The Roots of the Canon

Bruce Prescott on why what I call the “Bibliolatry” folks would NEVER accept the canonical authority if that process were in today’s climate.

Mainstream Baptist

Anyone who knows the details about how and when the scriptures were written, collected and canonized cannot plausibly deny that tradition is also a source of authority for Christians and the churches.

Amen. And further, those who yell the loudest about how the failure to adopt a certain Biblical approach are therefore not honoring it (and nothing short of worshipping it as part of the Godhead) are the very same folks who rail against any form of ecumenicity, which , in the end, is what the worldwide body of Christ MUST be if it speaks with a common voice at all. But it is just this common voice, especially when there is talk of what the good news means in varying cultures, that is rejected because of a restricted, ethocentricic view of the Bible. Such ideas as those of Robert McAfee Brown’s “Reading the Bible Through Third World Eyes” are considered dangerous because they are assumed to be outside the realm of the “acceptable American Jesus”.

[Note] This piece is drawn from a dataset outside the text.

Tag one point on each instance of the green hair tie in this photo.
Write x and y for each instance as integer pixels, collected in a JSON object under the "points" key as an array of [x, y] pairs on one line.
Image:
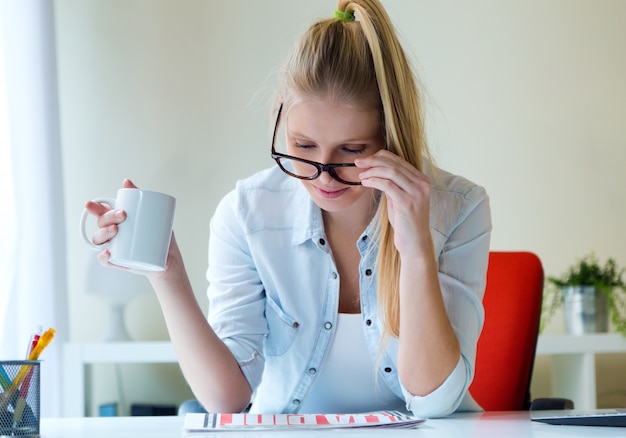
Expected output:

In the days prior to the printing press, and after Pentecost, the Christian community had not yet learned to so identify a channel for God’s word to become synonomous with the Logos.

3 Replies to “The Roots of the Canon”

  1. ericisrad

    Me too! In fact, I’ll most likely be reading this book in a couple months. I’m going to be taking a directed study with my pastor on Biblical Theology / Narrative Theology this summer, and this is one of the required reads.